Pensions: Financing and Regulation
Current Cost Funding
In the industrial age, income to elderly persons often derives from past employment and the payment structure is formalized as a pension plan. The obligation becomes financial and contractual. For self-employed persons retirement income often comes from an individualized financial plan rather than from a family's loyalty or public charity. The income transferred to elderly persons is often paid from financial assets built up over the working lifetime or, as is common in social insurance systems, as an allocation of current income without an intervening fund. For example, in 1861 the federal government established the first major nondisability pension program in the United States, providing for the retirement of military officers after forty years of service. This pension program involved direct payments from the military budget. The first retirement programs of private employers also involved direct payments to retirees and the payments were considered a current business expense.

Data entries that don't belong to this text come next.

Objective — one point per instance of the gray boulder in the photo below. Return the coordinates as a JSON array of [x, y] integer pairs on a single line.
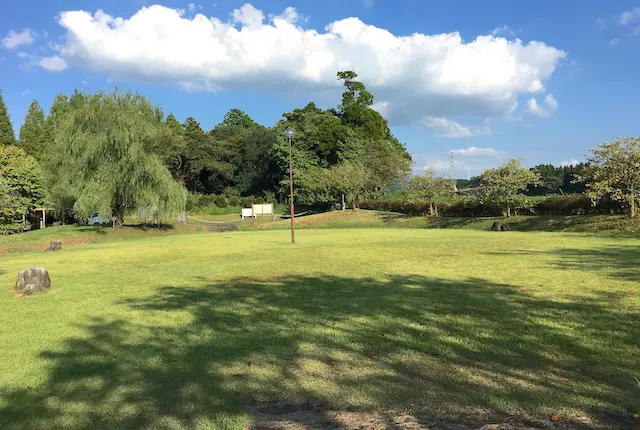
[[33, 280]]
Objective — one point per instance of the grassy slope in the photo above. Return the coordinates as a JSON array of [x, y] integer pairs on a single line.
[[371, 219], [74, 235], [157, 332]]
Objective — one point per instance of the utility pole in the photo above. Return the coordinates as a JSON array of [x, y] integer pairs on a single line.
[[289, 133]]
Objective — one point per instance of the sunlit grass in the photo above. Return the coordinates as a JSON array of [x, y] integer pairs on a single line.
[[157, 332]]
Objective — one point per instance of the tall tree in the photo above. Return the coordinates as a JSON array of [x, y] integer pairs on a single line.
[[430, 189], [33, 132], [238, 118], [11, 208], [174, 156], [206, 166], [58, 108], [7, 137], [21, 187], [614, 171], [111, 145], [502, 185]]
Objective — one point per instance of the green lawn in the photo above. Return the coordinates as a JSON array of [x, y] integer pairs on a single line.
[[452, 325]]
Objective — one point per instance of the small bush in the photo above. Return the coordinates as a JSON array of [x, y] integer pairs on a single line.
[[221, 202]]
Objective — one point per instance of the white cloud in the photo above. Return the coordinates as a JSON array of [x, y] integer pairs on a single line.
[[505, 29], [14, 39], [454, 129], [54, 63], [473, 151], [414, 76], [547, 109], [630, 16], [568, 163], [449, 128], [464, 166]]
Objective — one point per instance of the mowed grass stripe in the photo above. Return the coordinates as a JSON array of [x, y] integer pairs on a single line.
[[158, 332]]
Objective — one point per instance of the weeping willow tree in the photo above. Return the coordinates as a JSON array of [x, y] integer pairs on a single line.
[[108, 157]]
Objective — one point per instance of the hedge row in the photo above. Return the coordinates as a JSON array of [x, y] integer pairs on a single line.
[[474, 207], [196, 202]]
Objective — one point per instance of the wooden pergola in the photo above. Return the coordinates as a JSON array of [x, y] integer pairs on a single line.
[[43, 222]]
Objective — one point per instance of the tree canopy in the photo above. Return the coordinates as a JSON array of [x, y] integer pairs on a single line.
[[614, 171], [7, 136], [503, 184], [431, 189], [33, 131], [111, 148]]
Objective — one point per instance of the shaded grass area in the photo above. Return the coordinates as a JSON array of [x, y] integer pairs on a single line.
[[455, 326], [607, 224], [72, 235]]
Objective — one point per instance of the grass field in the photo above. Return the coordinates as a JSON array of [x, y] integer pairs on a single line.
[[349, 326], [72, 235]]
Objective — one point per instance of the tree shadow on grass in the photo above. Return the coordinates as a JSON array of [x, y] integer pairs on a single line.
[[222, 353], [618, 261]]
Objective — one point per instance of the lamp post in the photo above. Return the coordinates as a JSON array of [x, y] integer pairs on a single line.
[[289, 133]]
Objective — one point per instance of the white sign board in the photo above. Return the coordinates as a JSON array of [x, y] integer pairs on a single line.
[[247, 213], [263, 209]]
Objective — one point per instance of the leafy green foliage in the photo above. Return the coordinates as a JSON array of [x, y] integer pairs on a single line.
[[21, 187], [110, 148], [558, 180], [430, 189], [33, 131], [21, 173], [502, 185], [11, 207], [7, 137], [614, 171]]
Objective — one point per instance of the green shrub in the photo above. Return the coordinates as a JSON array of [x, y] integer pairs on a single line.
[[221, 201], [472, 206]]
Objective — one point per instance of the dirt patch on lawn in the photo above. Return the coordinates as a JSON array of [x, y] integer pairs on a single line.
[[272, 415]]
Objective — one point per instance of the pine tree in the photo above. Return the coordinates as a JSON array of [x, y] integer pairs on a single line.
[[32, 132], [59, 107], [7, 137]]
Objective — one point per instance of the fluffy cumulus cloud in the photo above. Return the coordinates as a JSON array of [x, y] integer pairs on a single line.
[[53, 63], [544, 110], [630, 16], [15, 39], [452, 129], [416, 78], [473, 151], [568, 163]]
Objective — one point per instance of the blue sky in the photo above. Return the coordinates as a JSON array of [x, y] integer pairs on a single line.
[[542, 80]]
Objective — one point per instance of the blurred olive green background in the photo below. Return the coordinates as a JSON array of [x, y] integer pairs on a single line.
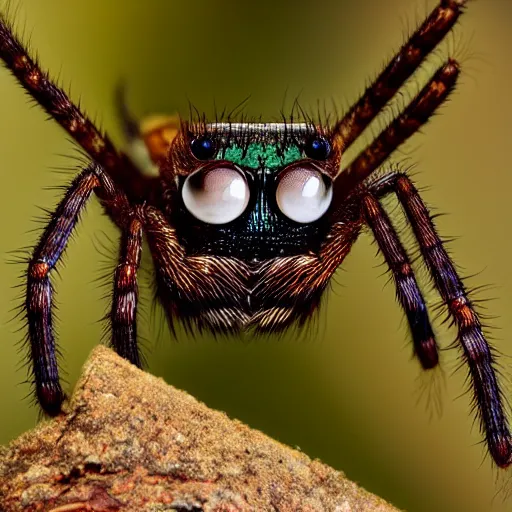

This type of pension funding or budgeting, in which the plan sponsor pays benefits each year from current general revenue and accounts for the payments as a current business expense, is called current-cost or pay-as-you-go funding. There are two basic objections to current-cost funding. The first is an accounting issue. One of the goals of accounting is to match the costs of production with the revenue generated by the goods and services produced. If costs and revenues are mismatched, the faulty information may result in bad business decisions. Current cost funding charges pension benefits against current revenues when in fact the services on which the pension is based may have been provided many years earlier. This could be a serious mismatching of costs and revenues. This objection to current-cost funding could be mitigated if the operating statement of the pension plan sponsor contained an expense item that is an estimate of the cost of future pensions associated with service in the current year. This is now required by financial accounting standards in the United States.
The second objection to current-cost funding of pension plans is the lack of security of employee pension expectations when benefit payments come directly from the plan sponsor. The payments depend on the continued economic viability of the sponsor. In a dynamic economy the survival and prosperity of a plan sponsor is not assured.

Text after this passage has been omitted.